Banyak pasal-pasal Rancangan KUHP (RKUHP) yang disikapi dan dikritisi SMSI, diantaranya :
Tentang penghinaan Presiden dan Wakil Presiden yang ada dalam Pasal 219 RKUHP, adanya ancaman pidana maksimal 4 tahun 6 bulan atau pidana denda bagi setiap orang yang menyiarkan tulisan atau gambar berisi penyerangan kehormatan Presiden dan wakil Presiden.
Pasal 240 RKUHP juga mengatur hukuman penjara maksimal tiga tahun dan denda kepada orang yang menghina pemerintah hingga mengakibatkan kerusuhan.
Pasal-pasal itu dianggap seperti aturan zaman kolonial yang ditujukan untuk menindas rakyat yang dijajahnya.
Tentang Penyiaran Berita Bohong (PBB), yang tercantum dalam Pasal 262 RKUHP. Saat itu, disebutkan, setiap orang yang menyebarluaskan berita bohong dapat dipenjara 4 tahun penjara.

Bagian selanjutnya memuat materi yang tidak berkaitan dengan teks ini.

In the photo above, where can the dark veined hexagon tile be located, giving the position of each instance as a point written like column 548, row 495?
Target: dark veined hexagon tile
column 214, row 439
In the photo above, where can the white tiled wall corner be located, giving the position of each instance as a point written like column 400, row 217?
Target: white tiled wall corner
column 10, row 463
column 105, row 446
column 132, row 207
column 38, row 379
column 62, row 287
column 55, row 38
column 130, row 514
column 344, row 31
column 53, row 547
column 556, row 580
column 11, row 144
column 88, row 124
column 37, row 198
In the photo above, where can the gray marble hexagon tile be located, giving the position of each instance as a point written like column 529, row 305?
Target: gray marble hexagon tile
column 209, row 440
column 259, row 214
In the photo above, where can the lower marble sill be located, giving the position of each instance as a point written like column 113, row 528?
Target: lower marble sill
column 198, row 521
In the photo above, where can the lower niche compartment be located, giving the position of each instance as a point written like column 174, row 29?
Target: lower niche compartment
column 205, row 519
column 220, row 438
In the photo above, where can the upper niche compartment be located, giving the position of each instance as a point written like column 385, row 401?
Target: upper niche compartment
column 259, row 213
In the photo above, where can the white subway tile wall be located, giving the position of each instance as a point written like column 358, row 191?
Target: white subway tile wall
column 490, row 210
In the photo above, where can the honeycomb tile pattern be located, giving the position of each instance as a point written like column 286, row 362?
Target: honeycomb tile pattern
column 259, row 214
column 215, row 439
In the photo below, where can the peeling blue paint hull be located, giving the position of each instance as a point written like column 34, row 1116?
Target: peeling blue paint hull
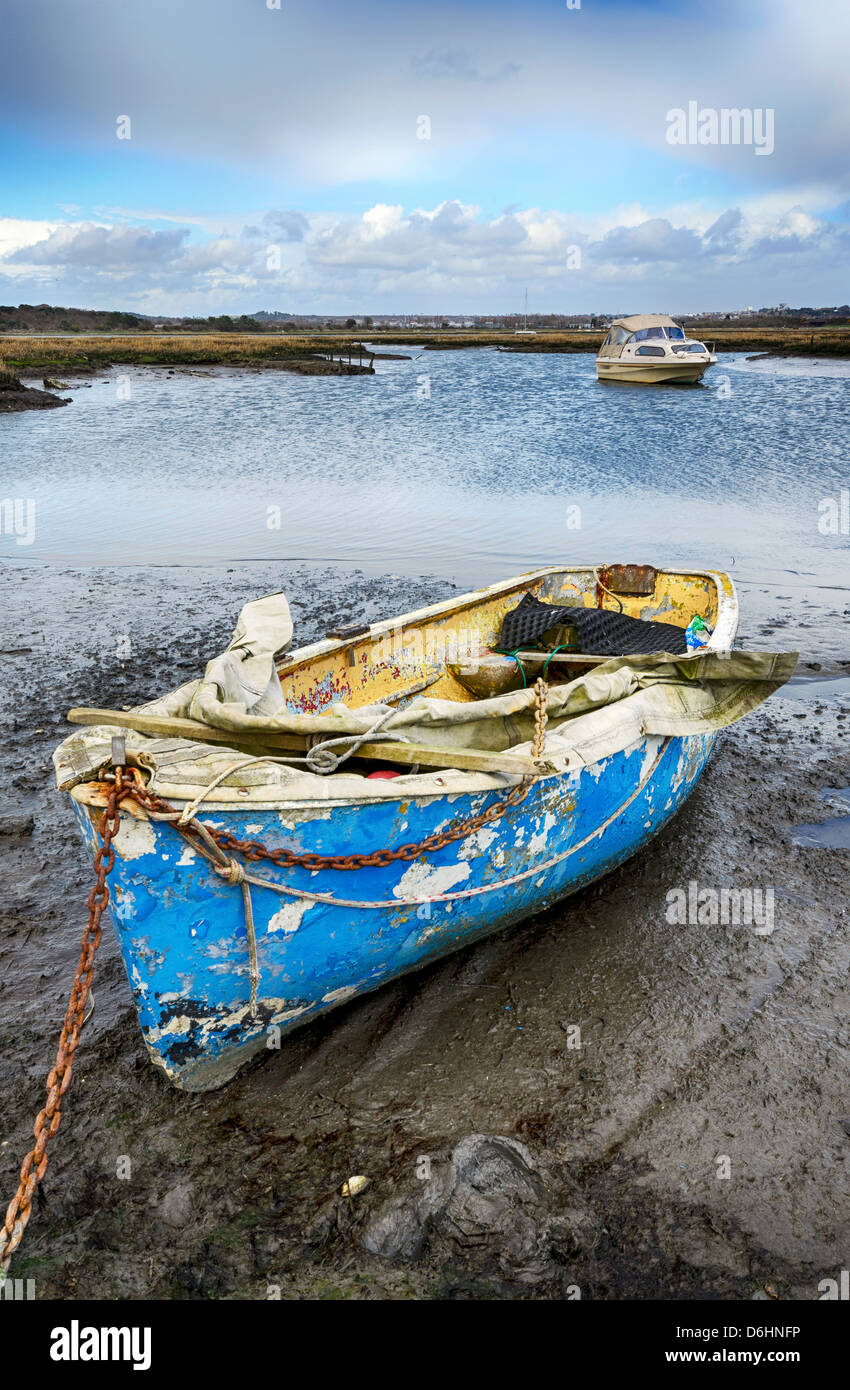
column 182, row 929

Pasal 263 menyatakan pihak yang menyiarkan kabar yang tidak pasti, berlebih-lebihan dan bisa menyebabkan keonaran di masyarakat dipenjara maksimal 2 tahun.
Pasal ini berpotensi menjadi pasal karet, berpotensi menimbulkan penyalahgunaan kekuasaan, khususnya dalam pemberitaan yang dianggap merugikan pemerintah atau penegak hukum.
Tentang Penghinaan Pengadilan (PP) yang saat itu masuk dalam Pasal 281 RKUHP yang mengatur mengenai tindakan penghinaan terhadap pengadilan atau contempt of court.